As it turned out, that referendum didn't go ahead, and the politics of that were very strange as well. Obviously, Prime Minister Gillard lost out to Prime Minister Rudd, and the election date changed by a week, slightly suspiciously, which meant the referendum was knocked off the agenda. I would be willing to put 10 quid on the fact that it was knocked off the agenda because they knew that referendum was going to go down and go down resoundingly. Regardless of how many people in this place voted against the referendum machinery bill, from working in politics at that time and talking very closely with large numbers of people, I know that, in my home state of Western Australia, even those inside local government at that time were extremely opposed to that referendum being successfully carried. So I suspect that, in the knowledge that that referendum was not only going to go down but was going to go down resoundingly and at a time of a federal election where the Labor Party had acted so inappropriately in funding the 'yes' case to the tune of $10 million and the 'no' case to the tune of $500,000, the election date just happened to be moved forward by a week so the referendum wouldn't go ahead.

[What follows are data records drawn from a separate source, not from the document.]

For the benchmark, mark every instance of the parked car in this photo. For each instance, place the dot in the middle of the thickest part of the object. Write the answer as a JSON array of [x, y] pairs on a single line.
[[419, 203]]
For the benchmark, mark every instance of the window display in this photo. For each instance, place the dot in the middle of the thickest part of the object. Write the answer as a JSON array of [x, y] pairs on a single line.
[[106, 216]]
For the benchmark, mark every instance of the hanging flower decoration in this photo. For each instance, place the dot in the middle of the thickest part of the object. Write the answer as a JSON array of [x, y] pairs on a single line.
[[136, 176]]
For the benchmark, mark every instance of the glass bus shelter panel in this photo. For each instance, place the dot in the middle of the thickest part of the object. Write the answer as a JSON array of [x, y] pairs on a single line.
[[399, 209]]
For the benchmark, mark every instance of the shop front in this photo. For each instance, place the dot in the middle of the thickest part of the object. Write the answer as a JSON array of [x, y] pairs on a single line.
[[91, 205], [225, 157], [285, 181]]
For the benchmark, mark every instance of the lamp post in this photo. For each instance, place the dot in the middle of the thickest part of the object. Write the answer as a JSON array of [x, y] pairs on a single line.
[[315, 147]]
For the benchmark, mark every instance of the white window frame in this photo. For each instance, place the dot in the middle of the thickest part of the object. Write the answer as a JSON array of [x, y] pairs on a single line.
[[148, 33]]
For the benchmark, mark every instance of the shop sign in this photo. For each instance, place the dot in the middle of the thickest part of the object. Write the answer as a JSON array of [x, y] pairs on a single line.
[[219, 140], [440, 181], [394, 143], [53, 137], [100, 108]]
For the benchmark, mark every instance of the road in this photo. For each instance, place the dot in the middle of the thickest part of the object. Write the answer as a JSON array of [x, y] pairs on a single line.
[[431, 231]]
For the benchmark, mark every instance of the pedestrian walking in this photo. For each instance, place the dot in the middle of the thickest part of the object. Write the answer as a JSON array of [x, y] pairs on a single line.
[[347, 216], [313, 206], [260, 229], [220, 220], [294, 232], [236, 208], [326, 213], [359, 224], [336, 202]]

So Labor, sadly, has form. This is an area where you cannot afford to be political. As I said earlier, there have been 44 referendums in Australia's history; eight passed. This is an area where you cannot allow politics to enter the fray. It can be a discussion—people can have legitimately different perspectives. But, when you start politicising those things, when you start treating different sides of an argument in different ways, when you start ruling out or ruling in the traditional way that we have approached these—an Australian commitment to fairness, a fair go—that is something that we on this side take very seriously indeed. Yes, the Labor government has acted on the 'yes' and 'no' case. I haven't yet looked at the amendment myself, but I certainly will do so. But it needs to go beyond that. The coalition and Senator Hume made the coalition's position very clear—that it needs to go beyond that. Labor needs to be committed to a referendum arrangement and structure that is fair, open, transparent; that deals properly with donation regimes and foreign interference; and that provides a plan for how the scrutiny of the referendum will be conducted.

So I say to those opposite and I say to all Australians: this is extremely important. It is hard to change our foundational document, and it should be hard to change our foundational document. It is a matter about which all Australians deserve the utmost chance to hear arguments for and against, to hear the case for and against. Without that, I think we leave ourselves in a very difficult and dangerous position as a democracy.